House Republicans hold a panel to grill Big Tech about allegations of censorship and government collusion, bosses giving workers bogus managerial titles to avoid paying overtime, and US after ‘computer glitch’ Flights in and out of the U.S. are delayed or canceled.
All these technology related news are trending right now. Welcome to trending hashtags. It’s Thursday, January 12th and I’m your host, Sameera Balsara.
Gizmodo reports that US House Republicans may soon launch an investigative panel, called the Select Subcommittee on the Armaments of the Federal Government, to look into the way federal government agencies collect information on US citizens. The main, long-standing allegation to be addressed and which will see committee members grilling Big Tech pertains to conservative censorship and government collusion. The ‘armament’ committee may demand copies of emails, memos and other communications with the White House from tech platforms such as Meta and Twitter as part of the probe to uncover alleged collusion. Reportedly, the committee’s interest in tech companies partly stems from alleged internal documents revealed by Elon Musk in the so-called ‘Twitter Files’.

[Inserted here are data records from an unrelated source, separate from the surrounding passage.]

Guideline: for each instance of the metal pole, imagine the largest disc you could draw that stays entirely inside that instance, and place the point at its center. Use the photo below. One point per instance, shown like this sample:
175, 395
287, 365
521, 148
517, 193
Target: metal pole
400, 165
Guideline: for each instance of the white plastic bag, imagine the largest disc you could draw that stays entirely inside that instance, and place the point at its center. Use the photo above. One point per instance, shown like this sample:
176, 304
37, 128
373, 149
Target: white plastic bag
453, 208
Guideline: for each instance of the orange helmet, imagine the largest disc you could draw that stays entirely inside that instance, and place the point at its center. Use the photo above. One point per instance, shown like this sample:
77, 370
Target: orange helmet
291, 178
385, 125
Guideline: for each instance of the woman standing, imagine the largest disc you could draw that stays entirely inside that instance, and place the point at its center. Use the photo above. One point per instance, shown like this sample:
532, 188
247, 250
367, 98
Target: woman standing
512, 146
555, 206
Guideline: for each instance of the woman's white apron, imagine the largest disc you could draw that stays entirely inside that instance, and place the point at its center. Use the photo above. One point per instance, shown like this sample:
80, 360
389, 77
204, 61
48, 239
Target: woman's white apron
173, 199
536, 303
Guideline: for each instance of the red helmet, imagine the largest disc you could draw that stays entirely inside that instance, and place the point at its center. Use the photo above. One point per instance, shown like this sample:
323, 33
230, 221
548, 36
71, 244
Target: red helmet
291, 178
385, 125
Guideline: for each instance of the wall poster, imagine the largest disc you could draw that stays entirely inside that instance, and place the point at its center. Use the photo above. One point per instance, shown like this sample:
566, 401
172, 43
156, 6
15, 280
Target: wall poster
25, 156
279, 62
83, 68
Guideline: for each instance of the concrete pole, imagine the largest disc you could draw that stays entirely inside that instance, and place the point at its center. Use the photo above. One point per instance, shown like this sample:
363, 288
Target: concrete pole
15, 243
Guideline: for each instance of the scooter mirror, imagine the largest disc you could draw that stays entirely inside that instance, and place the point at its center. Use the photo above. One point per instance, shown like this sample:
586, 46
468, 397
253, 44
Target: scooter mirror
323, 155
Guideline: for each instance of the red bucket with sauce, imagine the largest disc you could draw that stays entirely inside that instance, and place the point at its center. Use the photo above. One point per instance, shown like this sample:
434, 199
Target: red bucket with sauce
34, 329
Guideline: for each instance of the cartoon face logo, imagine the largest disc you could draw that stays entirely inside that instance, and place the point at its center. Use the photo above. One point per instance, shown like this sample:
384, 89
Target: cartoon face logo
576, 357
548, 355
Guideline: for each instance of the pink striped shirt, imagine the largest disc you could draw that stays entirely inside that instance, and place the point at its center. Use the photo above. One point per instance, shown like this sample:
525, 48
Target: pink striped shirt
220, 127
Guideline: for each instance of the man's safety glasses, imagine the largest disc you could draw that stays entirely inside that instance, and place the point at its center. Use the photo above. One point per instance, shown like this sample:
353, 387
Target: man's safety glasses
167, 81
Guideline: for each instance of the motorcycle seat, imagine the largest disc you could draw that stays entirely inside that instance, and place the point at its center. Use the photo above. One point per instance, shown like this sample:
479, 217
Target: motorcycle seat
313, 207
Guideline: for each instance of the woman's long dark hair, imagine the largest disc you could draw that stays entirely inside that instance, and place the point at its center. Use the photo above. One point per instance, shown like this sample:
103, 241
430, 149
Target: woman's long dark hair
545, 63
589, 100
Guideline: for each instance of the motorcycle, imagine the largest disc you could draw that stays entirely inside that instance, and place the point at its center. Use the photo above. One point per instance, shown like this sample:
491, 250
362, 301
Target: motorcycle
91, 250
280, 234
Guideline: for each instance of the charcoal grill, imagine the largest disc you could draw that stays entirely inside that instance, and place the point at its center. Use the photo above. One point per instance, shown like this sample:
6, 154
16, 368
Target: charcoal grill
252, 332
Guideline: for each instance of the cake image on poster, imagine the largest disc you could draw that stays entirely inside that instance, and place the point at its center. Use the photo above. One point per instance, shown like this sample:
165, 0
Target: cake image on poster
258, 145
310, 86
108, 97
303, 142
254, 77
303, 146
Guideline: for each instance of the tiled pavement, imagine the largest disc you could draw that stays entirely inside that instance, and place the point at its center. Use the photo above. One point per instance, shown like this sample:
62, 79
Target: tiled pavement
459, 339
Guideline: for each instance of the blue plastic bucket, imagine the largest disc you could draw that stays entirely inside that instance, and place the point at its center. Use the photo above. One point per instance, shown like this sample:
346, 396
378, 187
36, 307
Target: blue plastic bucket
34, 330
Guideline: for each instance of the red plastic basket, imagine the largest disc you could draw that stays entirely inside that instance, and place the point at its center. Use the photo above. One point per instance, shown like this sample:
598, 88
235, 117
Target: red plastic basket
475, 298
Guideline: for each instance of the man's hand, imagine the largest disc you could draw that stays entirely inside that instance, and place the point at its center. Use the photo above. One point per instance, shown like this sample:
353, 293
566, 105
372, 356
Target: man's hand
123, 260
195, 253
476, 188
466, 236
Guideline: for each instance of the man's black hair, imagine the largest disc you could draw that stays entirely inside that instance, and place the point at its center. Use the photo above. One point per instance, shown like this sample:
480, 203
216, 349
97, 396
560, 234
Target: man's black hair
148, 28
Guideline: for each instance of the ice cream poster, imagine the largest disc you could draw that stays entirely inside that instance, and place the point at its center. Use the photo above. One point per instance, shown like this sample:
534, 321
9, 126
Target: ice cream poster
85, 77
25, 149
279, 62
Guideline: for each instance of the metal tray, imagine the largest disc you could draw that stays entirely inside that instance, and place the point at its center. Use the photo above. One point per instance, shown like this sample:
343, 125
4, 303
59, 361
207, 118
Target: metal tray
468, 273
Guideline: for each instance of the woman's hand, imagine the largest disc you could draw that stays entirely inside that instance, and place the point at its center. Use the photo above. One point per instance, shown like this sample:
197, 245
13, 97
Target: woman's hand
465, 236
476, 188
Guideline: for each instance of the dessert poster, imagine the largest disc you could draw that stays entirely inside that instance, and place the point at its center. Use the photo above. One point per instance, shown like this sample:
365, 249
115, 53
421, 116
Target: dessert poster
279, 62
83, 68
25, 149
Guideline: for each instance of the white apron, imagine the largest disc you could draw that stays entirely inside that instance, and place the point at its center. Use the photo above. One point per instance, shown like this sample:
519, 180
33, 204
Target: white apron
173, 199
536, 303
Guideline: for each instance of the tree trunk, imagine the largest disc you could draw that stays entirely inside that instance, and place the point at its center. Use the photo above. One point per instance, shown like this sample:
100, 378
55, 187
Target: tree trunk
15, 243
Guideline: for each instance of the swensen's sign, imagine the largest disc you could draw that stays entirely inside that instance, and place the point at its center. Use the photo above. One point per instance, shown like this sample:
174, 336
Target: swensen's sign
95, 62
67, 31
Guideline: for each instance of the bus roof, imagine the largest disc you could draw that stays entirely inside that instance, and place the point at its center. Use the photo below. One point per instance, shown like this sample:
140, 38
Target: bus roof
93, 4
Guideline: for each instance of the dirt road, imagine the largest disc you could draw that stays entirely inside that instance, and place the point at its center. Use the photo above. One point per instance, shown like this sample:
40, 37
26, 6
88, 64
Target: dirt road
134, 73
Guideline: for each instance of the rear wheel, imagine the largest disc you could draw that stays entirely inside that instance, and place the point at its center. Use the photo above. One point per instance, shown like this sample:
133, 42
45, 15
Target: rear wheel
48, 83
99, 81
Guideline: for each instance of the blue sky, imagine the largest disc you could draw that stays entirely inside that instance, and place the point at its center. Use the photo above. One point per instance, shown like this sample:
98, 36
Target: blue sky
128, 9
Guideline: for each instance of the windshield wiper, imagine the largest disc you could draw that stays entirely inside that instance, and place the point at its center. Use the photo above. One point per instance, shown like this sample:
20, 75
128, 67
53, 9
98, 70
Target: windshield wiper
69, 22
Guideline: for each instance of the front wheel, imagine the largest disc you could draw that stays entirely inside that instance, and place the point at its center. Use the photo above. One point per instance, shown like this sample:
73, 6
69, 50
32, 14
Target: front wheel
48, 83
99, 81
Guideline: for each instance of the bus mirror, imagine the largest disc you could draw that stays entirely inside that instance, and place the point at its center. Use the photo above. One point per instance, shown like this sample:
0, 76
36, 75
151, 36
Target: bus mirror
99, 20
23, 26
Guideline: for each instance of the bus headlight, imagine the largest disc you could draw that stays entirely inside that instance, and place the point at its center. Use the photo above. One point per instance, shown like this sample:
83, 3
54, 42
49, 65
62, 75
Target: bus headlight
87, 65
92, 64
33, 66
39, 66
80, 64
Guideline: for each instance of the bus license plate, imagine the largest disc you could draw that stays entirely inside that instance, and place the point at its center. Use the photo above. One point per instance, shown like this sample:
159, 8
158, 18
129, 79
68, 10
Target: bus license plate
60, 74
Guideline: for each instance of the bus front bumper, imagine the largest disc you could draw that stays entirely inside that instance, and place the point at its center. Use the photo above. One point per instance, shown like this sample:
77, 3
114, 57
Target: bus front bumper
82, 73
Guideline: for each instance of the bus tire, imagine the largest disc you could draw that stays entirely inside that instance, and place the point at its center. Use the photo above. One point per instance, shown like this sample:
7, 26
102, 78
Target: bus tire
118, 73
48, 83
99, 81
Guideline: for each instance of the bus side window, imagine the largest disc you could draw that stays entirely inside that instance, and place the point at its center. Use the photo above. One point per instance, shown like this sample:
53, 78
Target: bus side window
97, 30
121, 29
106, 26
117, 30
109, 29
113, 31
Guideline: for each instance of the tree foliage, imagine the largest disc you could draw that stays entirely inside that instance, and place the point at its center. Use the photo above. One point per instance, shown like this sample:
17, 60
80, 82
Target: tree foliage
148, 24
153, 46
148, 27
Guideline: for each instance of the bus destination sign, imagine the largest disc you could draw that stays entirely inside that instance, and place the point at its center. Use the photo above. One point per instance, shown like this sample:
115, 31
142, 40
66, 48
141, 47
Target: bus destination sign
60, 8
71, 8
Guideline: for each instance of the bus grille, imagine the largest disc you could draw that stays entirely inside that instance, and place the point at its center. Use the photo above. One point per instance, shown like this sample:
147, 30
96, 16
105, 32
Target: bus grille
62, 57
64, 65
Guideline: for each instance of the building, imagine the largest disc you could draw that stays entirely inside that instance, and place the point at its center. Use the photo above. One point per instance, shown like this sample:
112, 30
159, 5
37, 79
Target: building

A new study finds that companies of all sizes and types are giving employees fake managerial titles to avoid paying overtime, which researchers are treating as an exploitation of federal labor laws, Vice reported. The Fair Labor Standards Act set overtime pay rules to discourage overwork, encourage hiring, and allow workers to benefit from logging in extra hours. But it also allowed firms to avoid paying overtime to salaried managers whose wages exceeded a specified threshold. The creation of the law was influenced by the fact that managers were a special class of employees who influenced the success of the company. However, many such employees are managers in name only, and the national cap is just $455 a week, or less than $24,000 a year, Vice reported. It seemed to the researchers that there was a systemic problem at play. It appeared that companies were often giving fancy-sounding titles to salaried employees and then paying them enough to legally avoid overtime rules.
source: vice president
The Federal Aviation Administration (FAA) said it was working to restore its Notice to Air Mission (NOTAM) system, which alerts pilots to potential hazards along a flight path, as 4948 in or out of the US Flights have been delayed while 868 were canceled yesterday. Since then, air traffic operations have gradually resumed across the US. The FAA claimed that the NOTAM failed due to a computer malfunction. Presidential press secretary Joe Biden said there was no evidence of a cyberattack behind the disturbance, but the president has ordered a full investigation into the cause.
source: sky News
According to a report in the Wall Street Journal, Moderna is considering increasing the price of its COVID-19 vaccine by 400 percent – from $26 per dose to $110 to $130 per dose. The plan, if realized, would match the previously announced value. The hike for Pfizer’s rival COVID-19 vaccine. Ars Technica reported that now that the federal government is pulling back on distribution of vaccines, their manufacturers are going to the commercial market with price adjustments. Lawmakers have already condemned the steep price hikes by Pfizer and Moderna. The revelation that Moderna could match Pfizer’s price hike comes just a day after Moderna announced that sales of its COVID-19 vaccine in 2022 were about $18.4 billion.